How To Appropriately Share Frustrations

Honesty. The Bible is clear about it. There are plenty of places in scripture where we read about the importance of truth and honesty. So, we should always be honest, right?

Well, yes…but it’s very important who we share our honest feelings with. And who we don’t.

I recently experienced a situation where someone shared their honest feelings of frustration, which is generally good, but they shared them with the wrong individuals. And it caused some harm.

So, this got me thinking. I know it’s important to be honest with our thoughts, feelings, frustrations and emotions, but there are some people we should share with, and others we shouldn’t. Here are my thoughts on who we should and shouldn’t share our frustrations with.

Where it’s OK to share frustrations:

  • God
    Duh! You can and should be able to tell God anything. The Apostle Peter said, “cast your anxiety on Him (God) for he cares for you” (1 Peter 5:7 NIV). Paul encourages us to “pray about everything” (Philippians 4:6 NLT). It’s always safe to share honest emotions with God.
  • Pastor
    It’s typically OK to share frustrations with trustworthy pastors. We often go to pastors for confession and absolution. It’s their roll in ministry to remind you of God’s forgiveness through the atoning sacrifice of Jesus, and His amazing, boundless love for you.
  • Therapist
    I share lots with my therapist. Much like a pastor, it’s my therapist’s job to listen, not judge, and give wise advice. The therapy office is a safe place to share your stuff.
  • Supervisor
    Your boss is the appropriate person with which to share work frustrations. They typically have a broader perspective than you and might know things you don’t. If they’re a good boss, they’ll listen, and give valuable insight to help ease frustrations.
  • Mentor / Accountability Partner
    God placed trusted people in your life for a reason. Proverbs 27:17 says, “As iron sharpens iron, so one person sharpens another” (NIV). Build those trusting accountability relationships. It’s wise, healthy for your soul and cheaper than therapy.

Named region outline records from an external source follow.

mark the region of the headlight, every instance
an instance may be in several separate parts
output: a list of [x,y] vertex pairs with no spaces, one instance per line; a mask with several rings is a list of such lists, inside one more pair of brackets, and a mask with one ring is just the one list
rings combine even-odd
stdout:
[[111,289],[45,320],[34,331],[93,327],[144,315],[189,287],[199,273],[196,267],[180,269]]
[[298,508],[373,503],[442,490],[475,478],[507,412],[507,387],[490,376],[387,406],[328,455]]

Where it’s not OK to share frustrations:

  • Work Subordinate
    Anyone below you on your company’s Org Chart should be kept from hearing your frustrations. A good supervisor handles workplace issues and stabilizes the work environment. But if the boss shares their frustrations with their employees, it only increases frustration, destabilizes the environment and rattles the workplace culture.
  • Spouse
    I know what you’re saying. “But my spouse is supposed to be my closest confidant. I should be able to tell them anything!” Yes, this is true. But I caution you to be very careful of how much detail you share with your spouse. Sharing feelings is valid. Sharing names and specifics borders on harmful gossip.
  • Volunteer
    As someone with over 35 years of ministry experience, and one who has made several mistakes along the way, never share your frustrations with volunteers. They look to you to boost their spirits. Sharing your frustrations only spreads discouragement.
  • Social Media
    Again, duh! Just don’t do it. I know it’s commonplace to be negative on social media, but it does no good. Resist the temptation to vent and to react with negative emotion. Getting into ideological debates over social media never changed anyone’s mind. It only leads to further negativity and frustration.

So, there you have it. Yes, sharing your frustrations and honest feelings with the right people is healthy for the soul. But sharing with the wrong people is destructive. So be wise. And if you lack wisdom, ask God. He will give it (James 1:5 NIV).